2. The interactive control method for remote ultrasonic diagnosis according to claim 1, wherein: an ultrasonic probe of the ultrasonic scanning equipment carries out ultrasonic scanning on a diagnosis part, and when an ultrasonic image is obtained by processing of an ultrasonic host and is simultaneously displayed on a diagnosis display screen of a control platform, an eye recognition camera is arranged on the control platform to recognize and position the position of eyes of an operator, so that the position relationship between the eyes of the operator and the diagnosis display screen is determined; meanwhile, determining the position relation between the ultrasonic probe and the diagnosis part according to the gesture of the ultrasonic probe driven by the execution mechanical arm and the image of the diagnosis part shot by the monitoring camera, so as to determine the position relation between the ultrasonic image scanned by the ultrasonic probe and the diagnosis part; and finally, determining the position relation between the eyes of the operator and the diagnostic part image displayed on the diagnostic display screen according to the position relation between the eyes of the operator and the diagnostic display screen, carrying out projection deformation processing on the ultrasonic image by combining the position relation between the ultrasonic image and the diagnostic part, and displaying the ultrasonic image subjected to the projection deformation processing and the image of the diagnostic part on the diagnostic display screen after overlapping.

3. The interactive control method for remote ultrasonic diagnosis according to claim 1, wherein: when the operator is used for controlling the action of the ultrasonic probe, an elastic feedback component is arranged on the operator to apply an elastic force to the operator so as to simulate the elastic force of the ultrasonic probe on a diagnosis part; the elastic coefficient of the diagnosis part is detected by arranging pressure sensors at the connection parts of the tail end of the execution mechanical arm and the ultrasonic probe, so that the elastic coefficient of the elastic feedback part is adjusted; and a pressure sensor is also arranged on the elastic feedback component of the manipulator and used for detecting the pressure applied by an operator on the manipulator, so that the control execution mechanical arm controls the ultrasonic probe to be applied on the diagnosis site with the same pressure.

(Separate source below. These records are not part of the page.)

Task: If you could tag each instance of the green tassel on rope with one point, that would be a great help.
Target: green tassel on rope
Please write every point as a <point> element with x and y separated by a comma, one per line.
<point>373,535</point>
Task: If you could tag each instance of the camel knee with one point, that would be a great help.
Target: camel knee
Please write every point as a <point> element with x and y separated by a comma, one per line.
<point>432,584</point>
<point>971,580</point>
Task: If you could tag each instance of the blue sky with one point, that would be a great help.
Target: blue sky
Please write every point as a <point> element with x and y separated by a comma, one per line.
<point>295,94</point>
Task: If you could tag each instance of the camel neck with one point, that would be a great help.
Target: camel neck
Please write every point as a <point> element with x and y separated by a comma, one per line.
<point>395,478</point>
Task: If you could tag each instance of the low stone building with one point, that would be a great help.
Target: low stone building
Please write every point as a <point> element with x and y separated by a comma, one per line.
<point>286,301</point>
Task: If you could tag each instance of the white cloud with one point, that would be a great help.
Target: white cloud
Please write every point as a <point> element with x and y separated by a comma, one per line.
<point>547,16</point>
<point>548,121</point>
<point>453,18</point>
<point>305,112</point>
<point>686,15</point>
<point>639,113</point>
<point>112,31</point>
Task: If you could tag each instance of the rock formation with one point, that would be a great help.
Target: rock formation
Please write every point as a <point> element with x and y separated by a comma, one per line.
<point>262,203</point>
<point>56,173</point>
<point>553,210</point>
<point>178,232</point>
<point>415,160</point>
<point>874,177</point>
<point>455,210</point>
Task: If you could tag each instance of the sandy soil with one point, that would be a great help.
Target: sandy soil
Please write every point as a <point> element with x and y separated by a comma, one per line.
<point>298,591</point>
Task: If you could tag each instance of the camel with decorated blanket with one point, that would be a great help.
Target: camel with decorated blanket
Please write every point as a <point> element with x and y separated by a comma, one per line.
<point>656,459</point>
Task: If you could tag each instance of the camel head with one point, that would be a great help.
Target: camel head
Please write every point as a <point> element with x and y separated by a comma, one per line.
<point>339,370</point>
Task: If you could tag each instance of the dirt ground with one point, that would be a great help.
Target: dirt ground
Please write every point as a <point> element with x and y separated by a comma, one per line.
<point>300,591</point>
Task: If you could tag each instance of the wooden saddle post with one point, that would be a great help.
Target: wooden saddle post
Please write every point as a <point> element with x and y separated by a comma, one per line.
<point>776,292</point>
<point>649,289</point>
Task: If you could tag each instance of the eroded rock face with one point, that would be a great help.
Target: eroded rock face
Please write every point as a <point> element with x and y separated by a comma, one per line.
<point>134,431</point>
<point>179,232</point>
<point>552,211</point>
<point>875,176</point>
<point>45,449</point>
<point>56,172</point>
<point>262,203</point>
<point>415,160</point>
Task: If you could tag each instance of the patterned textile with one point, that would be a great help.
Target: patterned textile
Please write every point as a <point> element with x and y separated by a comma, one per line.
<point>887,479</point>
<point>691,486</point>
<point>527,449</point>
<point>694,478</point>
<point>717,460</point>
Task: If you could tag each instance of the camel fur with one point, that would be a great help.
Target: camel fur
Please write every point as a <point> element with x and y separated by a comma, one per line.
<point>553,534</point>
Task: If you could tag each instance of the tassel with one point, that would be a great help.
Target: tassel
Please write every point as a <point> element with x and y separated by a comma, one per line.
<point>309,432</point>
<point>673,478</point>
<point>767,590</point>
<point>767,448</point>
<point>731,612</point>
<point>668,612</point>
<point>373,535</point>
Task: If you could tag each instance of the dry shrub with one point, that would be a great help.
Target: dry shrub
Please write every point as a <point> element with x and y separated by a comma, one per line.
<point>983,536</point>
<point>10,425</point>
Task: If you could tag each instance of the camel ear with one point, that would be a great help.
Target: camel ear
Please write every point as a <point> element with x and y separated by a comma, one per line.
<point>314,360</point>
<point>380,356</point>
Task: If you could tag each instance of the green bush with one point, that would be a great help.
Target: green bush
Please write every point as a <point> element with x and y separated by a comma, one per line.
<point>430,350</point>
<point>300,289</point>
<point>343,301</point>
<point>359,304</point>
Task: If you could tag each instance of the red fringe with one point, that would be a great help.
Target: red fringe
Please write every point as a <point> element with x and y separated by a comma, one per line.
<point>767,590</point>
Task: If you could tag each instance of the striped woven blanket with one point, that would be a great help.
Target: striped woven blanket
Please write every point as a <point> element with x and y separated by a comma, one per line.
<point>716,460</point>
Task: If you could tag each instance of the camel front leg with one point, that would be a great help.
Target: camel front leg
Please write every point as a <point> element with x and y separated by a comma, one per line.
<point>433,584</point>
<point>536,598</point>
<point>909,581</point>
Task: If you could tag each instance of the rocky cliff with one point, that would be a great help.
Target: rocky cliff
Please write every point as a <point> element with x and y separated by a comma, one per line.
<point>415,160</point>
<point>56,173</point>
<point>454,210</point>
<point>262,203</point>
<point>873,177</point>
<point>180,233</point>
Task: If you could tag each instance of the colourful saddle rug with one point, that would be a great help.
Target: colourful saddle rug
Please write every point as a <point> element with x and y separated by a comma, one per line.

4. The interactive control method for remote ultrasonic diagnosis according to claim 1, wherein: the two monitoring cameras are respectively arranged at two sides of the ultrasonic probe, images of two diagnosis parts shot by the two monitoring cameras are combined in an image splicing mode, and the same picture areas are combined, so that the images of the two diagnosis parts are combined into one image and displayed on a display screen of an operation end; meanwhile, when a monitoring program for the diagnosis part is started and the ultrasonic probe moves or rotates in the X-axis, Y-axis and Z-axis directions, and the images shot by the monitoring cameras are processed, the images shot by the two monitoring cameras after the images of the two diagnosis parts are fused are processed.